Norwegian Cruise Line (NCLH) experienced an impressive six months, fueled by the surge in travel demand. However, Truist Securities has a different outlook.
On Tuesday, analysts C. Patrick Scholes and Gregory Miller decided to downgrade Norwegian Cruise shares from Buy to Hold.
It has been smooth sailing for cruise stocks overall this year. Royal Caribbean Group (RCL) has seen a 103% increase, Carnival (CCL) has climbed nearly 129%, and Norwegian Cruise has seen a rise of 79%. The Defiance Hotel, Airline, & Cruise ETF (CRUZ) has also flourished, with a 36% rise compared to the S&P 500’s gain of 18.5%.
These names have been propelled by positive updates from operators regarding the surge in demand from travelers.
Truist analysts acknowledge the undeniable recovery in demand following the Covid-19 lockdowns.
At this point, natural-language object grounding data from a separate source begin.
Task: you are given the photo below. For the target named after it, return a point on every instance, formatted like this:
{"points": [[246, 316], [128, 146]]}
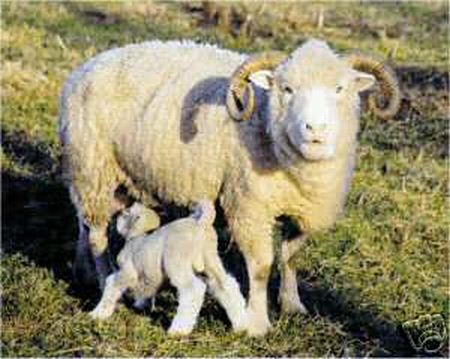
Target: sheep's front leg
{"points": [[190, 300], [289, 296], [254, 237]]}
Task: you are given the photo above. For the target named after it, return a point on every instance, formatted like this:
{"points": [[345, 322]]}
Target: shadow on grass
{"points": [[364, 324], [39, 221]]}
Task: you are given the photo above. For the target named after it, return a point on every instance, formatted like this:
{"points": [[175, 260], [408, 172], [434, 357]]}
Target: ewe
{"points": [[178, 250], [159, 118]]}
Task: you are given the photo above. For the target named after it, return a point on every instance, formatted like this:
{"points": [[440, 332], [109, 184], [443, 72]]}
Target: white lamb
{"points": [[178, 250]]}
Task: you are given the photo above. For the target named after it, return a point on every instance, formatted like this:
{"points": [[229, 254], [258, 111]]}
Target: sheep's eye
{"points": [[287, 89]]}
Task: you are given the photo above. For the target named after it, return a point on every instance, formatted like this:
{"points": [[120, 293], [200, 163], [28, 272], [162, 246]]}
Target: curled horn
{"points": [[238, 108], [389, 88]]}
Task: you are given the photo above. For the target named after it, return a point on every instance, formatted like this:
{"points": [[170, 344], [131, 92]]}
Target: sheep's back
{"points": [[160, 108]]}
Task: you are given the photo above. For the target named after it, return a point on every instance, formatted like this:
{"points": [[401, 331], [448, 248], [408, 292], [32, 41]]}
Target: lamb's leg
{"points": [[226, 290], [191, 292], [116, 284], [82, 271], [289, 296]]}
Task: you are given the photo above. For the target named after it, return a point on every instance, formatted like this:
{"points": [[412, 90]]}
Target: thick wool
{"points": [[178, 251], [152, 116]]}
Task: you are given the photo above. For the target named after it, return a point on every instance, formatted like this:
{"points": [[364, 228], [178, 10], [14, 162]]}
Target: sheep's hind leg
{"points": [[83, 271], [289, 296], [98, 241], [226, 290]]}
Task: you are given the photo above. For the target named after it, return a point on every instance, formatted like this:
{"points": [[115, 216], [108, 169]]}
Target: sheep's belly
{"points": [[174, 170]]}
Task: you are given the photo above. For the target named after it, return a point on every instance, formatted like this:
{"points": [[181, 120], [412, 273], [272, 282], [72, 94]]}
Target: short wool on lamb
{"points": [[179, 251], [160, 118]]}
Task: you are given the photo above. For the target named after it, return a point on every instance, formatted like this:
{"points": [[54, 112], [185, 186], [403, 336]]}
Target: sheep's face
{"points": [[313, 102], [136, 221]]}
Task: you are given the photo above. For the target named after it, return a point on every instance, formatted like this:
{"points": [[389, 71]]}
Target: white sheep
{"points": [[163, 119], [179, 251]]}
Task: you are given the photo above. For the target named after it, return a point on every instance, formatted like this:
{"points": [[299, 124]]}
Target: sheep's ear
{"points": [[263, 79], [363, 81]]}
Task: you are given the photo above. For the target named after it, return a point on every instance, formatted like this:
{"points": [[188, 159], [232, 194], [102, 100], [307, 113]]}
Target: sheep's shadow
{"points": [[38, 220]]}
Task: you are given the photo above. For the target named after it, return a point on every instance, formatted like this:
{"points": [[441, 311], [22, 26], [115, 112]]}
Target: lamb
{"points": [[179, 250], [266, 135]]}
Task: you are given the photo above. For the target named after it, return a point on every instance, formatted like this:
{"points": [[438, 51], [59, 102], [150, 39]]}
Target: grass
{"points": [[384, 263]]}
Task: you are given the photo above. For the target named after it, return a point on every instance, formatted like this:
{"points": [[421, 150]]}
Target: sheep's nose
{"points": [[315, 129]]}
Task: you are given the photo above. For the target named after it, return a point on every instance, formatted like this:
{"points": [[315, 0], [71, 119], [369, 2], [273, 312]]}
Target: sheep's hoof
{"points": [[292, 306], [257, 326], [178, 332], [99, 314]]}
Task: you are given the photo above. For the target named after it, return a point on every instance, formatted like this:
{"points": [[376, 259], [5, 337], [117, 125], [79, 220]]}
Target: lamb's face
{"points": [[313, 102], [136, 221]]}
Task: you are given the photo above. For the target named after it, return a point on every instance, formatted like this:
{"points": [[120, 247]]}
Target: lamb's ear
{"points": [[363, 81], [263, 79]]}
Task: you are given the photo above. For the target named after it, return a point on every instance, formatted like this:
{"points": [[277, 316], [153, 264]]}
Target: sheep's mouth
{"points": [[316, 141]]}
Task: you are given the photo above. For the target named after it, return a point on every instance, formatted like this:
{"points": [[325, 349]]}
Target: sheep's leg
{"points": [[82, 271], [99, 243], [253, 234], [226, 290], [289, 296], [191, 292], [116, 284]]}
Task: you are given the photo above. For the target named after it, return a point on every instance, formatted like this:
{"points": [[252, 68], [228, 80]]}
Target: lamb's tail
{"points": [[204, 213]]}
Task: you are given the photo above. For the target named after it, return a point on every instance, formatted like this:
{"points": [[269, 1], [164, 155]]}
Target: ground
{"points": [[386, 261]]}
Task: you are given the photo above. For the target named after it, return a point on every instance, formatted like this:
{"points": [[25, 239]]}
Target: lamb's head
{"points": [[311, 102], [136, 221]]}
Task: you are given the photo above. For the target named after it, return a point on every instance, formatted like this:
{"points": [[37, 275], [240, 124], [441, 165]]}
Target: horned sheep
{"points": [[179, 250], [267, 135]]}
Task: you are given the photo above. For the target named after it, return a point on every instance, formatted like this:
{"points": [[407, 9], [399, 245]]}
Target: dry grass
{"points": [[385, 262]]}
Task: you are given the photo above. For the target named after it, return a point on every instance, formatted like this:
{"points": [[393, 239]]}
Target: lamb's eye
{"points": [[287, 89]]}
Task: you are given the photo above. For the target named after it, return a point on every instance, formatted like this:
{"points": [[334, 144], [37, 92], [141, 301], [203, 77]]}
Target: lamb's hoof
{"points": [[178, 332], [99, 314], [140, 304], [257, 326], [291, 306]]}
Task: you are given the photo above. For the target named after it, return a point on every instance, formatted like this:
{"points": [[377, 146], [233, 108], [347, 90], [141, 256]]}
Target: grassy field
{"points": [[385, 262]]}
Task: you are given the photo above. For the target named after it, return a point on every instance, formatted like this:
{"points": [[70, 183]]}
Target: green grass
{"points": [[386, 261]]}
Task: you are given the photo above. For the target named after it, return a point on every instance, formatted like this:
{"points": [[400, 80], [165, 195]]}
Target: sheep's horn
{"points": [[238, 108], [389, 88]]}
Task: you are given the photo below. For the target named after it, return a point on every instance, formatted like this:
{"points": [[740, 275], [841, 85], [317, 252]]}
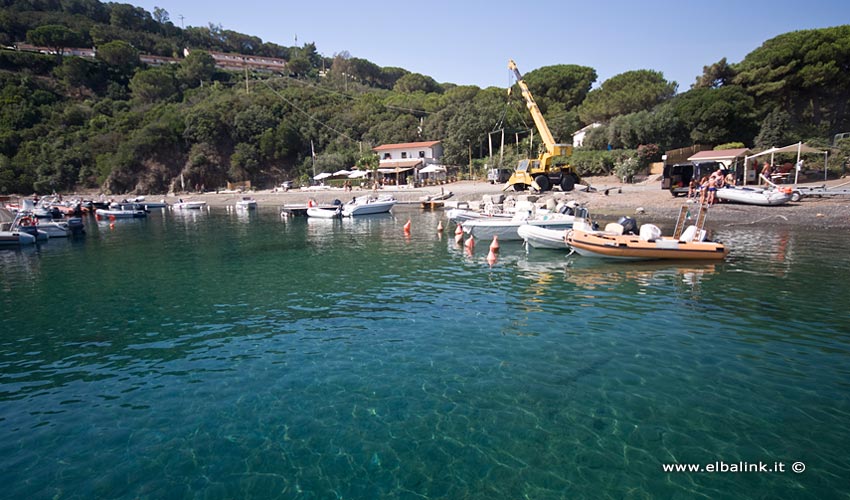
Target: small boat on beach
{"points": [[526, 214], [246, 203], [368, 205], [120, 213], [325, 212], [648, 244], [189, 205], [755, 196], [543, 237], [507, 229], [11, 236]]}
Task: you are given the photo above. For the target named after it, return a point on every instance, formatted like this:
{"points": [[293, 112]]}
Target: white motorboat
{"points": [[506, 229], [10, 235], [368, 205], [147, 205], [246, 203], [189, 205], [460, 215], [543, 237], [119, 213], [754, 196], [330, 212]]}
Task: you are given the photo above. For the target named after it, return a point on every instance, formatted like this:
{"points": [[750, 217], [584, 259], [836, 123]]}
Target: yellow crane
{"points": [[540, 173]]}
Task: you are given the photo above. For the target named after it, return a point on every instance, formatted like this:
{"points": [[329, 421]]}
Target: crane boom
{"points": [[549, 168], [546, 135]]}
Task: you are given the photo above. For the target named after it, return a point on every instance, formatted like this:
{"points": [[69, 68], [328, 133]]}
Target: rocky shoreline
{"points": [[609, 200]]}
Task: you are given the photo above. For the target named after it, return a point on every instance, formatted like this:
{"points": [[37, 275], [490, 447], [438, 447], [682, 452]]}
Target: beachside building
{"points": [[399, 163]]}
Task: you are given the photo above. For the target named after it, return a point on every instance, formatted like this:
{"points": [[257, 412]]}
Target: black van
{"points": [[677, 178]]}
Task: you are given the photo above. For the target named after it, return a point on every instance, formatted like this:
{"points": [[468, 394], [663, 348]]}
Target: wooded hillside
{"points": [[114, 123]]}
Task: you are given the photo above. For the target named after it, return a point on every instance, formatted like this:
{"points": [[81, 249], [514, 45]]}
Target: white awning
{"points": [[798, 148], [431, 169]]}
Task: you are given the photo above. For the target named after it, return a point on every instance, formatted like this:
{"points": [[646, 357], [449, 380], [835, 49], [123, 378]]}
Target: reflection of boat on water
{"points": [[591, 274]]}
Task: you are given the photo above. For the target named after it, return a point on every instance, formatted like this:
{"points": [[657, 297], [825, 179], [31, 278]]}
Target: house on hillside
{"points": [[240, 62], [405, 162]]}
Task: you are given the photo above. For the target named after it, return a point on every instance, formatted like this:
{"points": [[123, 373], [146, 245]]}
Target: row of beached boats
{"points": [[570, 228], [361, 205]]}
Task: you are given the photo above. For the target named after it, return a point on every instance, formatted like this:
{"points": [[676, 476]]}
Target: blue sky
{"points": [[470, 42]]}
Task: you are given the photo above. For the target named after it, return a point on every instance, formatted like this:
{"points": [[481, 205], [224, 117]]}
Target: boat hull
{"points": [[542, 237], [190, 205], [370, 207], [324, 213], [750, 196], [507, 230], [630, 247], [121, 214], [15, 238]]}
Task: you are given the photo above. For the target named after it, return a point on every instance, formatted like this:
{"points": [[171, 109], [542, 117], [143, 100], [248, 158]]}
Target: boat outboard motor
{"points": [[629, 225]]}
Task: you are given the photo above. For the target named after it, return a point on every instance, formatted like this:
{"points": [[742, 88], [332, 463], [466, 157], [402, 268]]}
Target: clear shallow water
{"points": [[223, 355]]}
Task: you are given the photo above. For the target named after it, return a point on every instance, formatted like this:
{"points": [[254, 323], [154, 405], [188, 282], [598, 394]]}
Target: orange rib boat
{"points": [[633, 247]]}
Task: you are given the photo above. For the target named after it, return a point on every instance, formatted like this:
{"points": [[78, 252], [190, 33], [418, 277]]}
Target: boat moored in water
{"points": [[543, 237], [246, 203], [368, 205], [648, 244], [189, 205]]}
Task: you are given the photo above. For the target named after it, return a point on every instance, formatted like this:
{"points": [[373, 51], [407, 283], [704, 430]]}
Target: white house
{"points": [[580, 134], [400, 160]]}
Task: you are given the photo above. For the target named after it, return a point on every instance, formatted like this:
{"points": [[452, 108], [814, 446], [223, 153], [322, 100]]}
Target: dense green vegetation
{"points": [[114, 123]]}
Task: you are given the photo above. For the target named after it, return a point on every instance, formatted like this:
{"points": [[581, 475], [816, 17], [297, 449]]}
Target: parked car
{"points": [[677, 178], [499, 175]]}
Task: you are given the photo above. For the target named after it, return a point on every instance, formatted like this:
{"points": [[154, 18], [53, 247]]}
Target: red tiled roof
{"points": [[406, 145]]}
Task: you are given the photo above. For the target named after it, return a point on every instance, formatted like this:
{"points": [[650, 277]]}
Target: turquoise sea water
{"points": [[226, 355]]}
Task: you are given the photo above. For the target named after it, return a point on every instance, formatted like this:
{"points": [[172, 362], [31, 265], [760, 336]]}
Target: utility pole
{"points": [[469, 144]]}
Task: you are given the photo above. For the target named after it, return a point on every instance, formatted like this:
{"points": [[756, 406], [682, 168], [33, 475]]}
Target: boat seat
{"points": [[688, 234], [614, 228], [649, 232]]}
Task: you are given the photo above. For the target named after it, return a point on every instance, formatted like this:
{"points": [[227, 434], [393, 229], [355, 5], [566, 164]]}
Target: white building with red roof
{"points": [[401, 160]]}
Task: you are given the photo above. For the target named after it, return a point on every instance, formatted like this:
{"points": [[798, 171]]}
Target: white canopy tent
{"points": [[358, 174], [798, 148], [432, 169]]}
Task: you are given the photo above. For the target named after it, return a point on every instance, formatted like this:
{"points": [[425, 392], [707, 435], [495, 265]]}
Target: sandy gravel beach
{"points": [[645, 201]]}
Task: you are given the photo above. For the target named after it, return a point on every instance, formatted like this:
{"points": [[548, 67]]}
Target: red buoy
{"points": [[494, 245]]}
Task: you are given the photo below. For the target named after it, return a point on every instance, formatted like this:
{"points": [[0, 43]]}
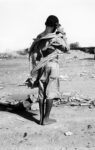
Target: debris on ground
{"points": [[68, 133]]}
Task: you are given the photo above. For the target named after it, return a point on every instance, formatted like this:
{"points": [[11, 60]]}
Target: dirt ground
{"points": [[74, 128]]}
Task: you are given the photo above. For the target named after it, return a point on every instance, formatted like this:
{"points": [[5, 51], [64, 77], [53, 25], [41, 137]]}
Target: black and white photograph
{"points": [[47, 75]]}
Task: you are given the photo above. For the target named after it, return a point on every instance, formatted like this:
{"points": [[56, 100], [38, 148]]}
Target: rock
{"points": [[68, 133]]}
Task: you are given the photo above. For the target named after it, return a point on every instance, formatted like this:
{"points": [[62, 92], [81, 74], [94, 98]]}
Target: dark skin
{"points": [[45, 108]]}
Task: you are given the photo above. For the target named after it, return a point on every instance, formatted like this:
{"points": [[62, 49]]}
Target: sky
{"points": [[22, 20]]}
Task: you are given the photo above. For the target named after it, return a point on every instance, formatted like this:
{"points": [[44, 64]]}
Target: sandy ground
{"points": [[74, 128]]}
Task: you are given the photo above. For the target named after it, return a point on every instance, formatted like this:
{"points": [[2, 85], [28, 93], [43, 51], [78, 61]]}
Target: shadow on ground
{"points": [[19, 110]]}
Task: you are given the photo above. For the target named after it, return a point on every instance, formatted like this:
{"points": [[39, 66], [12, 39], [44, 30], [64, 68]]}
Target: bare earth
{"points": [[75, 125]]}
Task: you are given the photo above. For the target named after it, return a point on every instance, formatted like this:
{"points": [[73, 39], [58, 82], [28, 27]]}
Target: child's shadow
{"points": [[19, 110]]}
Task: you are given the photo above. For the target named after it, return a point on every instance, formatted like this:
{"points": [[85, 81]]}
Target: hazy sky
{"points": [[22, 20]]}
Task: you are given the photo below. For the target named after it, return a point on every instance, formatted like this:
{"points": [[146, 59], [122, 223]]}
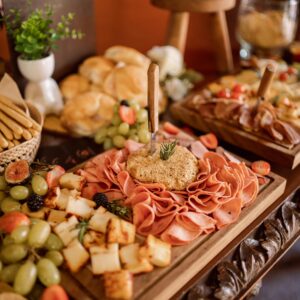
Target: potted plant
{"points": [[35, 38]]}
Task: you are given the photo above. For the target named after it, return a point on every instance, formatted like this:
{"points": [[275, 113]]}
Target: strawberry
{"points": [[12, 220], [170, 128], [261, 167], [127, 114], [53, 176], [54, 292], [209, 140]]}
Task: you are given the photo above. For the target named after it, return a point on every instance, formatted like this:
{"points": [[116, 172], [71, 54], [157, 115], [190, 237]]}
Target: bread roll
{"points": [[85, 113], [96, 68], [128, 56], [73, 85]]}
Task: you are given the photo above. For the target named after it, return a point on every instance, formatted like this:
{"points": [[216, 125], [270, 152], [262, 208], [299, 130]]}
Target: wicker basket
{"points": [[26, 150]]}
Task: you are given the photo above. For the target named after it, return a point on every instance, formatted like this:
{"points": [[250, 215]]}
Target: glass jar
{"points": [[266, 27]]}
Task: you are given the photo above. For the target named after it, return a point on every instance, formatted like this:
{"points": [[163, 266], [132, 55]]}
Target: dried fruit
{"points": [[17, 172]]}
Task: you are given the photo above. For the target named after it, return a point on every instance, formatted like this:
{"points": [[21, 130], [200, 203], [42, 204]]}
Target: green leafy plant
{"points": [[36, 36]]}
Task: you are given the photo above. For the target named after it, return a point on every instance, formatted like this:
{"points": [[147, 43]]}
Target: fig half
{"points": [[17, 172]]}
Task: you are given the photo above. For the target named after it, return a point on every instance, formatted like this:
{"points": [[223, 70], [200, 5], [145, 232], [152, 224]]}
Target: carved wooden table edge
{"points": [[238, 269]]}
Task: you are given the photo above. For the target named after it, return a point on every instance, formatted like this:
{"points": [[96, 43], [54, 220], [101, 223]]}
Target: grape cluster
{"points": [[30, 253], [12, 196], [133, 126]]}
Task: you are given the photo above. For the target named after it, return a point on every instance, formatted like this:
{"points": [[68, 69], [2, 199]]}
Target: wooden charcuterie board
{"points": [[283, 155], [187, 260]]}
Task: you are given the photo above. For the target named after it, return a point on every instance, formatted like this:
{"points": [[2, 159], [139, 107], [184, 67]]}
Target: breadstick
{"points": [[10, 144], [33, 132], [10, 123], [24, 121], [6, 131], [3, 141], [26, 135], [16, 142], [13, 106], [17, 136]]}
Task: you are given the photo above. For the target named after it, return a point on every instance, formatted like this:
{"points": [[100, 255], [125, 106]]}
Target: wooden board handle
{"points": [[266, 80], [153, 94]]}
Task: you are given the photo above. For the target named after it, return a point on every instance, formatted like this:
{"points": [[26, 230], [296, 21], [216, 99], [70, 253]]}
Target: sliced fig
{"points": [[17, 172]]}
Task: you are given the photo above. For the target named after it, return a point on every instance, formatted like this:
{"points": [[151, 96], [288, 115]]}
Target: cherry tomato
{"points": [[283, 76], [224, 93]]}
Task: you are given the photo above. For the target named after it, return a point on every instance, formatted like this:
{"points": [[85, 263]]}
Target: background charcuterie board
{"points": [[262, 146], [187, 261]]}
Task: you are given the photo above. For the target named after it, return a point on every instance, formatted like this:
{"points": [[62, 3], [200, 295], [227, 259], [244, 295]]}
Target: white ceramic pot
{"points": [[42, 90]]}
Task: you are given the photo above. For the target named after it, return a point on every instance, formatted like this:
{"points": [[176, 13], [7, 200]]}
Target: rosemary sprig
{"points": [[83, 226], [167, 150]]}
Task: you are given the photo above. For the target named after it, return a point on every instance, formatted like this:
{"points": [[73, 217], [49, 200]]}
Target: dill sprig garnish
{"points": [[167, 150]]}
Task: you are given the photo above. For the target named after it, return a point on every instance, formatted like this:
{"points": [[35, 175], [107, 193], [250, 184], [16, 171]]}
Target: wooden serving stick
{"points": [[265, 84], [153, 94]]}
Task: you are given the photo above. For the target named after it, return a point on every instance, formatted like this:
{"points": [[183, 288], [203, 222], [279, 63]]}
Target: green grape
{"points": [[116, 120], [13, 253], [39, 234], [53, 242], [41, 173], [134, 138], [19, 192], [142, 116], [107, 144], [8, 205], [39, 185], [2, 195], [119, 141], [144, 126], [3, 183], [8, 240], [48, 273], [132, 131], [20, 234], [25, 278], [112, 131], [116, 108], [56, 257], [123, 128], [8, 273], [144, 136], [135, 105], [100, 135]]}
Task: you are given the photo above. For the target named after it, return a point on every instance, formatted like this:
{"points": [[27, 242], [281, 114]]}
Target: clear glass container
{"points": [[266, 27]]}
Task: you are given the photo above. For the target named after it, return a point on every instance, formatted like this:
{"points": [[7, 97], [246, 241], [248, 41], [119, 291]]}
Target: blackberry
{"points": [[124, 103], [35, 202], [100, 199]]}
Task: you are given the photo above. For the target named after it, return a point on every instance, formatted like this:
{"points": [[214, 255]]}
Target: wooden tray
{"points": [[267, 149], [187, 260]]}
However, they believe that the stock has already priced in most of the gains.
“Given the massive outperformance YTD and especially over the past two months, at this juncture, we see cruise equities far closer to a theoretical ‘fair value,'” commented Scholes and Miller in a note.
Norwegian Cruise stock has experienced nearly a 50% increase in value over the past two months.
In light of their analysis, Scholes and Miller raised their price target on shares to $23 from $17, indicating a potential 9% gain from its current level. As of late morning trading, the stock stood at $20.95, reflecting a modest 0.9% increase.
Their optimistic stance stems from the expectation that Norwegian Cruise and its counterparts will likely express a positive outlook on future travel trends during this earnings season. These positive sentiments could lead analysts to revise their 2023 earnings projections, consequently resulting in higher price targets.
Norwegian Cruise is scheduled to report its second-quarter earnings on Aug. 4. The company has not yet responded to requests for current booking trends. However, during a previous earnings call in May, CEO Harry Sommer expressed confidence in strong demand and pricing not just for this year, but also for the future.